I realized this in the middle of the summer when I was thinking about the list of things I want to accomplish when I turn 40.  My thoughts went something like this:

"WTH?"
"I am ALREADY living the 40th year of my life!"
"So, what is the big deal about turning 40?  Its already happening."
"By the time I actually turn 40 I'll be living the 41st year of my life."

Although a bit discouraging at first, this knowledge spurred me on to begin working toward some of my goals sooner rather than later.  There are a LOT of goals.  Probably more than I can possibly accomplish.  I won't bore you with all the mundane details here and now.
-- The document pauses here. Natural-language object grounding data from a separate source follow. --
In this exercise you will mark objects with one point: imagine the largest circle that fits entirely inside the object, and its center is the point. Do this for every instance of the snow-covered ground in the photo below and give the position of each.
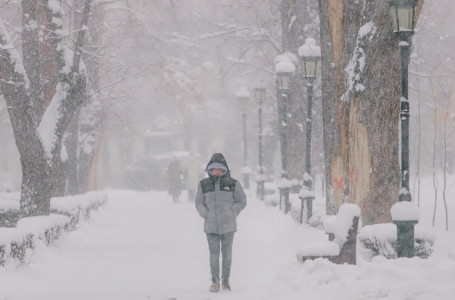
(143, 246)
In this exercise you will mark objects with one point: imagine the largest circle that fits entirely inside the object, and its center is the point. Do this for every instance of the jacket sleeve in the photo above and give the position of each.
(239, 199)
(200, 206)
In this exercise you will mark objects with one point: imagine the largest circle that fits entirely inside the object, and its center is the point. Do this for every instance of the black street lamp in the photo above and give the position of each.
(310, 54)
(243, 95)
(403, 17)
(259, 94)
(284, 70)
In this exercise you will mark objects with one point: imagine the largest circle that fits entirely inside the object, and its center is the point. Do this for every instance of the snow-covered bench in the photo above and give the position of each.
(342, 249)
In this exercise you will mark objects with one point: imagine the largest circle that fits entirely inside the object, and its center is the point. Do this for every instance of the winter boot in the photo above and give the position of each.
(226, 285)
(215, 287)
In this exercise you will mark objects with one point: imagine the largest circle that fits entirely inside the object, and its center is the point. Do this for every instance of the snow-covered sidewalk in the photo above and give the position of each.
(142, 246)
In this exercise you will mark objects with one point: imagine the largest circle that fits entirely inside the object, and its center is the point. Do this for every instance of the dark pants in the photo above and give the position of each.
(225, 241)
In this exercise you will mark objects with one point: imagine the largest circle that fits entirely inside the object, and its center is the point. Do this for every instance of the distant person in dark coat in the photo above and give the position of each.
(174, 178)
(219, 200)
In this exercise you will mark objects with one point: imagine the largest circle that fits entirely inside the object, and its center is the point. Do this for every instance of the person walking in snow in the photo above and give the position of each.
(219, 200)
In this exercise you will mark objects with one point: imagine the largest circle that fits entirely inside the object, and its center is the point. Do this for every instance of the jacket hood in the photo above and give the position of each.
(218, 158)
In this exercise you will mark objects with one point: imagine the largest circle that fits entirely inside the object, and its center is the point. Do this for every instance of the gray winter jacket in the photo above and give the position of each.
(220, 200)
The interesting thing about getting close to 40 is I am happy and content with my life.

Turning 30 it was difficult for me.  I was angst ridden.  I didn't know what I was doing with my life and it seemed like my peers were passing me by with "successful" lives and families.  Even Jesus had it together by the time he turned 30, I told myself.  That's when his "public" ministry really got started.  And what was I doing with my life?  Shouldn't there be something else?  What was I missing?
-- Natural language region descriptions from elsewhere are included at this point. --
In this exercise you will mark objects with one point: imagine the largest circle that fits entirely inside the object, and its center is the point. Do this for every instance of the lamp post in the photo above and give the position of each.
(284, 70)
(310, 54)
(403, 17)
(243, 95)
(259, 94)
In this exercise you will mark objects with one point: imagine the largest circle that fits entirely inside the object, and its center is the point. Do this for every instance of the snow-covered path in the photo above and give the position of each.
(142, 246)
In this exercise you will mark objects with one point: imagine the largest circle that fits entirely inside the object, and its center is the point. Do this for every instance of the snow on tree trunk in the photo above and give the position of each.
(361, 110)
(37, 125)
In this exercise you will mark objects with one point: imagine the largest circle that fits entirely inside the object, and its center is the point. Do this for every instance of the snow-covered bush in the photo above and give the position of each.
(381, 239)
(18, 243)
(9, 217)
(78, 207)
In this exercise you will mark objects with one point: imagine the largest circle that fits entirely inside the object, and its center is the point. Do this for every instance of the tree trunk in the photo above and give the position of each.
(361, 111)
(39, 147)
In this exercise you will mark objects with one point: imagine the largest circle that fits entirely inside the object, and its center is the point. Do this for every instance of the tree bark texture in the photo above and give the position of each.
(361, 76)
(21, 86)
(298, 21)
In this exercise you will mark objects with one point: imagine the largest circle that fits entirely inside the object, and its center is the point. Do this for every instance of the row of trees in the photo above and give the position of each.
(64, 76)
In October 2002 I was living in an apartment above the auto parts store in downtown Zillah, WA and working as an Accounting Data entry specialist at an Insurance company.  I helped with the youth on Wednesday nights at church and taught a Sunday School class on Sunday mornings.  I hung out every Monday night with good friends and ate good food.  I was loved and a part of a community.  There were actually many good things happening...but I couldn't see them.

It was a year of discontent.

Here I am.  10 years later.

Ironically, life is even more uncertain now than it was then:

  • Professionally--I am living what I call my "Multiple Streams of Income" lifestyle.  A Year and a half ago I quit a full-time job to work 3 part-time jobs and own my own little bookkeeping/administrative business with my friend Dondi.
  • Spiritually--my relationship with Jesus is good but I'm not involved in my church, I'm a "pew sitter"...something I never thought I'd be.
  • Relation-ally--I have amazing friends that I love and that love me.  But I also spent the last two months grieving and dealing with the disappointment of the end of a relationship I thought might be "the one."
  • Lifestyle--I live in a studio apartment with my cat.  'Nough said.
But I am content.

Not the kind of content that's gonna breed complacency and turn me into the crazy cat lady, sitting home every night knitting tiny, little sweaters for my kitties.  The kind of content that pushes me to try new things and get out of my comfort zone every time I can.

and happy.

Not the kind of happy that depends on what my friends or my boss or the guys I'm dating or my neighbors think of me.  The kind of happy that comes from deep within because I KNOW I am worth every bit of love available to me.

and at peace.

There is only one kind of peace.  Either you have it or you don't.

with my life.

My flipping awesome life.  I make my own schedule.  I will find a place to get involved at church. I soak up life with my friends and am having fantastic (and sometimes not so fantastic) adventures dating.  And my studio is in Hawthorne...the heart of hipster Portland--just going to the grocery store is a cacophony of experiences :)

Bring it on 40--whatever you want to throw at me, bring it on.

I am ready.

2 comments:

Elizabeth Elliott said...

Amen to that! Plus, you're going to write a novel next month...don't forget that part! ;)

Jackie said...

Even though I know you're 40, I never in a million years would have guessed it. Maybe 35. Tops.